The case for why homosexuality is legally and morally distinct from the other two is actually straightforward. Gay sex happens between consenting adults who are capable of agreeing to it. Sex with children is abuse—a brutal exercise of power over someone who cannot meaningfully consent and who carries the damage for the rest of their life. Sex with animals is the same problem by definition. The harm is real, the victim has no voice in it, and the comparison ends there. No amount of philosophical framing about the unchosen nature of desire changes any of that.
But set aside the question of acting on it—which isn’t in dispute—and the philosophical symmetry is harder to dismiss. None of these people chose their attractions. Sexual orientation, whatever form it takes, forms in early life and calcifies by the end of puberty. Doctors are fairly consistent on this: there is no reliable intervention that fundamentally rewires what a person finds arousing. The mind is not a preference menu. You get what you get.
What that means for gay men and lesbians, in most Western countries now, is the freedom to actually live. The decades of legal change and social movement that got us here were earned, and the work isn’t finished—there are still plenty of countries where homosexuality is criminalized or treated as illness to be corrected. But the direction is right. Gay people can love who they love without the state coming for them. That matters enormously.
What it means for pedophiles and zoophiles who have the attraction but have never acted on it is something harder to think about without the categories collapsing around you. They’re carrying a drive that will never be acceptable, never be legalized, never be treated as anything other than a categorical error in a human being. And they’re right that it won’t. Unlike homosexuality, which harmed no one and was only ever illegal because of moral panic, these attractions are structurally incompatible with any legal framework that protects the vulnerable. That is not going to change. The pope will convert to Islam first.
And yet I keep coming back to what that actually looks like from the inside. A person who has this draw, who has understood it since adolescence, who watches the rest of the world navigate its desires with relative freedom while living with something that must be buried completely—what is that psychological pressure like? The pre-emptive self-exile from anything that might trigger it. The dread of your own mind. Cursing yourself for not being normal, as if normality were a switch someone forgot to flip. The argument isn’t that they deserve sympathy at the expense of potential victims—it isn’t even close to that. The argument is only whether they are still human.
The comparison to how homosexuality was framed decades ago is uncomfortable and probably unavoidable. Not because the situations are equivalent—they aren’t, not in the ways that matter most—but because the rhetorical move of labeling any sexuality as monstrous, as inhuman, as something to be corrected or punished out of existence, has a specific history. It produced specific damage. The fact that in those earlier cases the target was people whose sexuality harmed no one, while here we’re discussing attractions that are harmful by definition, doesn’t make the move less recognizable.

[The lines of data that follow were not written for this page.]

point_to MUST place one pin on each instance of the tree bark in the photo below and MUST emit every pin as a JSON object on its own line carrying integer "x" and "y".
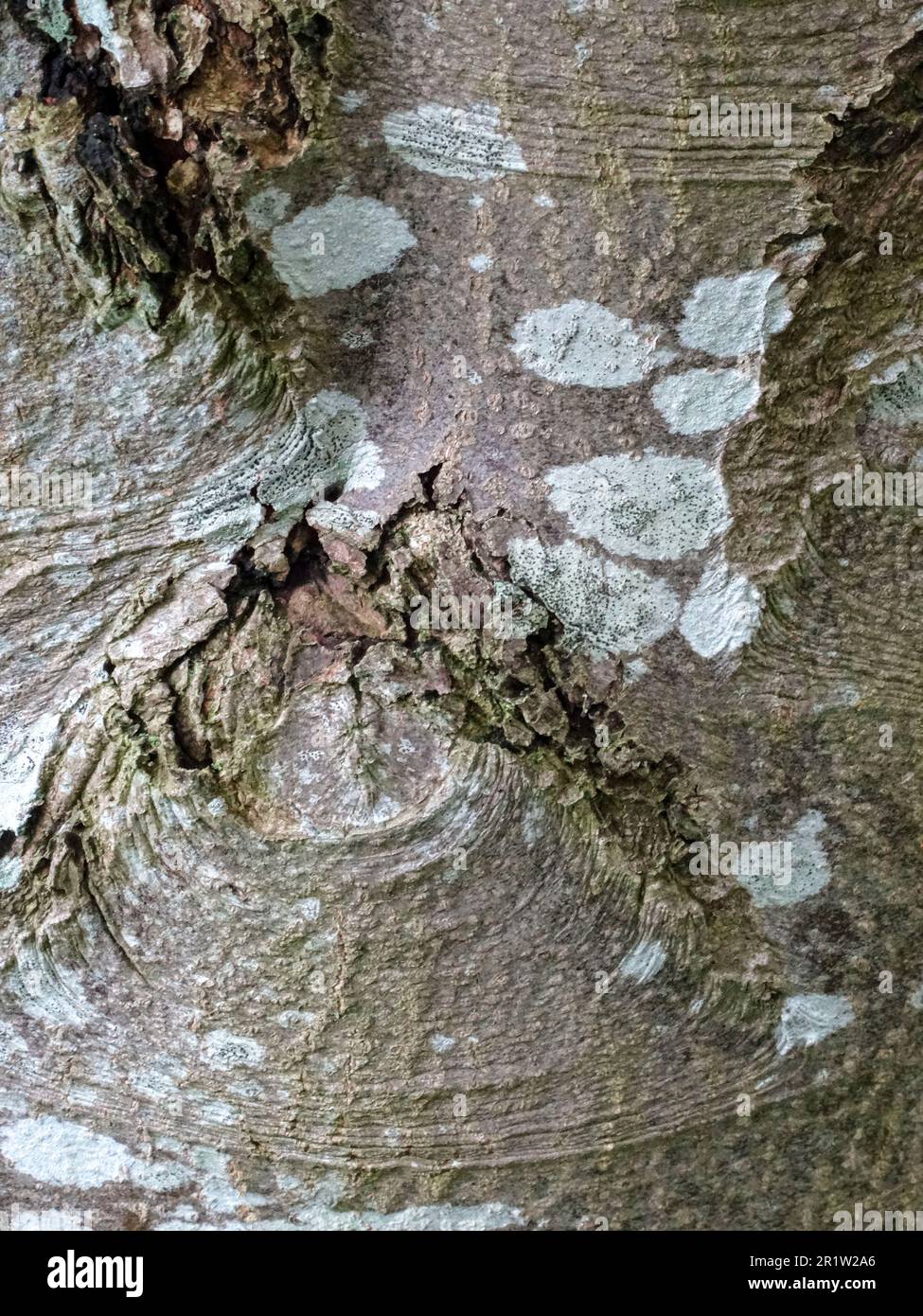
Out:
{"x": 462, "y": 571}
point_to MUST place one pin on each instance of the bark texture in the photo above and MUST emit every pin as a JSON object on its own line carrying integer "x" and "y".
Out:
{"x": 312, "y": 916}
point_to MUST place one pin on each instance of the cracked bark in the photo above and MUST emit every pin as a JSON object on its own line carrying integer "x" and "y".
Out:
{"x": 328, "y": 921}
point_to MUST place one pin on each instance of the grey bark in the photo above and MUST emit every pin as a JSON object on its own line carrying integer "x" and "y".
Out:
{"x": 317, "y": 916}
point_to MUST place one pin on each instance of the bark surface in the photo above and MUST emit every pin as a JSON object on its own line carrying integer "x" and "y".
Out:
{"x": 315, "y": 914}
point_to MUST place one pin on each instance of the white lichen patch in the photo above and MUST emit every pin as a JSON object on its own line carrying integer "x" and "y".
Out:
{"x": 226, "y": 1050}
{"x": 64, "y": 1153}
{"x": 328, "y": 446}
{"x": 649, "y": 507}
{"x": 643, "y": 961}
{"x": 23, "y": 752}
{"x": 737, "y": 316}
{"x": 337, "y": 245}
{"x": 324, "y": 445}
{"x": 354, "y": 525}
{"x": 605, "y": 607}
{"x": 581, "y": 343}
{"x": 806, "y": 874}
{"x": 440, "y": 1042}
{"x": 698, "y": 401}
{"x": 44, "y": 989}
{"x": 453, "y": 142}
{"x": 806, "y": 1020}
{"x": 721, "y": 614}
{"x": 899, "y": 401}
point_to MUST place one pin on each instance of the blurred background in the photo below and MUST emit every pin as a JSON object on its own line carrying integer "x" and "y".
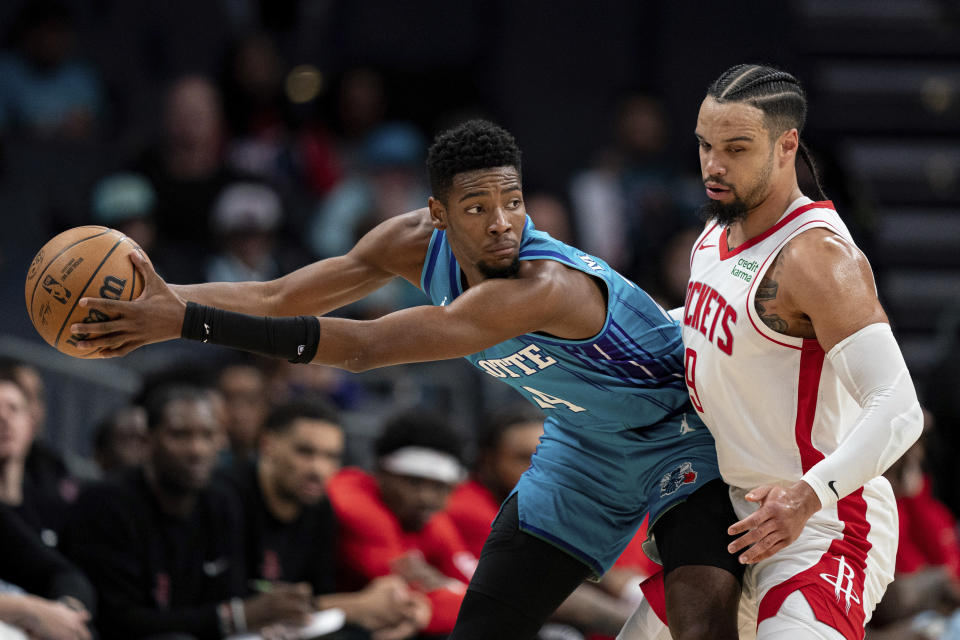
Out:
{"x": 241, "y": 139}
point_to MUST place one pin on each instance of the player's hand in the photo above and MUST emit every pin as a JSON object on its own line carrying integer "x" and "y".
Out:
{"x": 417, "y": 611}
{"x": 380, "y": 603}
{"x": 419, "y": 573}
{"x": 49, "y": 620}
{"x": 155, "y": 316}
{"x": 777, "y": 522}
{"x": 284, "y": 603}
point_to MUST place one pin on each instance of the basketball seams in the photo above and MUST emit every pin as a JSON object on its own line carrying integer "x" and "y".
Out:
{"x": 133, "y": 268}
{"x": 36, "y": 284}
{"x": 93, "y": 275}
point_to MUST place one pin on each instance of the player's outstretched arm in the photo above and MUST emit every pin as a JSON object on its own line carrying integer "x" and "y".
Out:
{"x": 396, "y": 247}
{"x": 829, "y": 282}
{"x": 488, "y": 313}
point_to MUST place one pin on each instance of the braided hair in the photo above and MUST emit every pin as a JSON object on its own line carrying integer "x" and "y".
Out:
{"x": 777, "y": 93}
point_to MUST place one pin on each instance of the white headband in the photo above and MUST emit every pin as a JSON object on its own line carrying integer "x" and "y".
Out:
{"x": 421, "y": 462}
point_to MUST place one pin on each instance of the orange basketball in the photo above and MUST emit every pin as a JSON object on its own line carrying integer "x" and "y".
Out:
{"x": 82, "y": 262}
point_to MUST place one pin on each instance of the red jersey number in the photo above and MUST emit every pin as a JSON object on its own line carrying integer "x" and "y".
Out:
{"x": 690, "y": 369}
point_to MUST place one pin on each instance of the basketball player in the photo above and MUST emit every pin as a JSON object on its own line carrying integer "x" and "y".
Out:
{"x": 791, "y": 363}
{"x": 571, "y": 335}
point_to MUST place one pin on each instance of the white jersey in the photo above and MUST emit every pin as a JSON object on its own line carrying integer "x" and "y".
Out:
{"x": 776, "y": 407}
{"x": 773, "y": 402}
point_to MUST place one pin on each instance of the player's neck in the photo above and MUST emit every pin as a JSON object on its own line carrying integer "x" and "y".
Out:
{"x": 763, "y": 216}
{"x": 282, "y": 508}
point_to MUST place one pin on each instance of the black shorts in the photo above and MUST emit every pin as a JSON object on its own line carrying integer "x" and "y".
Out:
{"x": 695, "y": 531}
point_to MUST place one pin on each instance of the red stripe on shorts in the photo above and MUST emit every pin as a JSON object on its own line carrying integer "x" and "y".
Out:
{"x": 833, "y": 587}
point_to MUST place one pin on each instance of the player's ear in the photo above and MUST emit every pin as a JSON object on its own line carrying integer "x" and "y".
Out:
{"x": 438, "y": 213}
{"x": 789, "y": 142}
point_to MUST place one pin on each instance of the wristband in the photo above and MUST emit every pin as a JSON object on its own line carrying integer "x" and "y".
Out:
{"x": 293, "y": 339}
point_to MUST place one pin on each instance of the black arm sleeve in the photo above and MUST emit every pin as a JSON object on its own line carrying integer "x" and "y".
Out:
{"x": 293, "y": 339}
{"x": 34, "y": 567}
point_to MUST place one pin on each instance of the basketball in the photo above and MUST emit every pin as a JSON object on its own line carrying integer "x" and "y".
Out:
{"x": 81, "y": 262}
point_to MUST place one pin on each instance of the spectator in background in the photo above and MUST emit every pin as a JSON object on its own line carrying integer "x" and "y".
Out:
{"x": 670, "y": 288}
{"x": 126, "y": 202}
{"x": 390, "y": 183}
{"x": 504, "y": 449}
{"x": 44, "y": 92}
{"x": 120, "y": 441}
{"x": 246, "y": 221}
{"x": 289, "y": 526}
{"x": 944, "y": 402}
{"x": 926, "y": 590}
{"x": 162, "y": 543}
{"x": 34, "y": 497}
{"x": 43, "y": 595}
{"x": 246, "y": 405}
{"x": 361, "y": 108}
{"x": 272, "y": 135}
{"x": 188, "y": 172}
{"x": 53, "y": 477}
{"x": 549, "y": 214}
{"x": 632, "y": 200}
{"x": 392, "y": 521}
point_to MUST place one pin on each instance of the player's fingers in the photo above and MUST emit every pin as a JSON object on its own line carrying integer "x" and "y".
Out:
{"x": 758, "y": 494}
{"x": 763, "y": 549}
{"x": 144, "y": 266}
{"x": 99, "y": 328}
{"x": 118, "y": 350}
{"x": 744, "y": 541}
{"x": 752, "y": 521}
{"x": 105, "y": 305}
{"x": 105, "y": 341}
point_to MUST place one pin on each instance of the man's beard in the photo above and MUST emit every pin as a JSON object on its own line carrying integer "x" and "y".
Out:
{"x": 724, "y": 214}
{"x": 508, "y": 271}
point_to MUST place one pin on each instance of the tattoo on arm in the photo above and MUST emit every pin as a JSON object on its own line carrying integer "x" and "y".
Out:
{"x": 766, "y": 297}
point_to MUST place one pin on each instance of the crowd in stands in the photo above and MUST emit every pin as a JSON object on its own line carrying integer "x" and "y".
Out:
{"x": 210, "y": 511}
{"x": 215, "y": 503}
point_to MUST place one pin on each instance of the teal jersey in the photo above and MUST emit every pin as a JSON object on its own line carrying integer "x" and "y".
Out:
{"x": 629, "y": 375}
{"x": 620, "y": 440}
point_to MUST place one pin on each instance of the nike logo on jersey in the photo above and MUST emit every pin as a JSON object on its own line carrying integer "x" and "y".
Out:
{"x": 833, "y": 488}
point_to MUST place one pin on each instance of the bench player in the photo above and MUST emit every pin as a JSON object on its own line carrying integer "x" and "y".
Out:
{"x": 570, "y": 334}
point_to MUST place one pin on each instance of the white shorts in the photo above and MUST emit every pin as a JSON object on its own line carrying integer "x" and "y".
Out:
{"x": 841, "y": 563}
{"x": 824, "y": 585}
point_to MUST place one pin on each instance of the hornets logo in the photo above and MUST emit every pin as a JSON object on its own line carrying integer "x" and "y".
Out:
{"x": 683, "y": 474}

There isn’t a resolution here. The thread had three thousand comments and didn’t find one. What I have is the question: is it possible to hold two things at once—that acting on these attractions is among the most serious harms a person can cause, and that the person who carries them and does not act is still a person, is not the monster the media needs them to be? That second thing feels important to me. Not as an argument for anything. Just as a fact about what a human being is.